OBJECTIVETo develop a mouse model to mimic the behavioral and neurochemical changes of Tourette syndrome (TS) by 1-(2, 5-dimethoxy-4-iodophenyl)-2-aminopropane (DOI) induction and to investigate the effects of fluoxetine and haloperidol on head twitch response (HTR) induced by DOI.

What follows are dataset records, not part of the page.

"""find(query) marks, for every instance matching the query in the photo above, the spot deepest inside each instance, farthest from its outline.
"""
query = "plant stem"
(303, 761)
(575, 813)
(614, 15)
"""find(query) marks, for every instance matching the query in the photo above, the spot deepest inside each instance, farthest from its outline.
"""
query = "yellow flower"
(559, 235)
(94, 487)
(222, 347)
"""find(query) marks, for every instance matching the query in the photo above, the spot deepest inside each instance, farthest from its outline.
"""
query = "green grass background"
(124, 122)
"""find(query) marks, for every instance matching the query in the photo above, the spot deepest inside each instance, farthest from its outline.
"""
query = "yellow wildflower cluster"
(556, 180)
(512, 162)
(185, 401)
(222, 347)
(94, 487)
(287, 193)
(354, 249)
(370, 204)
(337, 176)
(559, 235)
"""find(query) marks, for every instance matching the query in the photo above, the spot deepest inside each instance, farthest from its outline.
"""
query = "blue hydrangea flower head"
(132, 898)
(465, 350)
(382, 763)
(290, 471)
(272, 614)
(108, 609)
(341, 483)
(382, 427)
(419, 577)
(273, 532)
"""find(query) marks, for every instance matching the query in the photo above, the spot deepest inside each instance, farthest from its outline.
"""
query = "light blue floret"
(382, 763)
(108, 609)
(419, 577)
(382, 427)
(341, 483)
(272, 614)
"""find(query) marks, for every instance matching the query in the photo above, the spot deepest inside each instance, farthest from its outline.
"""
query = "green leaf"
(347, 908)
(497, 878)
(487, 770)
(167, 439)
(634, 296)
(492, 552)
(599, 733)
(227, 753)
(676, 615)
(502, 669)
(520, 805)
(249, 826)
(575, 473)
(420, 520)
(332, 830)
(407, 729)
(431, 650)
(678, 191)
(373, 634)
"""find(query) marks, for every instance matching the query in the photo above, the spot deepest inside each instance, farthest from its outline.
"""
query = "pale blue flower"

METHODS1) Preparation of mouse model of TS: Forty mice were randomly divided into experimental and control groups (n=20 each). DOI (1 mg/kg) was administered by peritoneal injection in the experimental group. The control group was injected with normal saline. The levels of dopamine (DA) and homovanillic acid (HVA), the metabolite of DA, in both groups were measured by high performance liquid chromatography and electrochemical detection. 2) Effects of fluoxetine and haloperidol on HTR: Eighty mice were randomly administered with either fluoxetine (2 mg/kg), haloperidol (0.8 mg/kg), fluoxetine + haloperidol or normal saline. DOI (1 mg/kg) was peritoneally injected 20 minutes later (acute trial) or 18-20 hrs after a 21 days injection of fluoxetine or haloperidol (chronic trial). The frequency of DOI induced HTR was observed immediately after DOI injection.

RESULTSThe levels of DA and HVA in the experimental group were significantly lower than those in the control group (DA: 45.00 +/-11.24 ng/mg vs 58.16 +/-14.51 ng/mg; HVA:10.54 +/-1.86 ng/mg vs 12.82 +/-2.66 ng/mg). In both acute and chronic trials, the frequency of DOI-induced HTR decreased significantly in mice administered with haloperidol alone or together with fluoxetine (P < 0.05), but it did not change significantly in mice administered with fluoxetine alone compared with the normal saline group.

CONCLUSIONSThe levels of DA and HVA are reduced in mice with DOI-induced HTR. DOI-induced mouse mode of HTR can mimic the neurochemical and behavioral changes of TS paritially. Haloperidol can inhibit DOI-induced HTR in mice, but fluoxetine can not.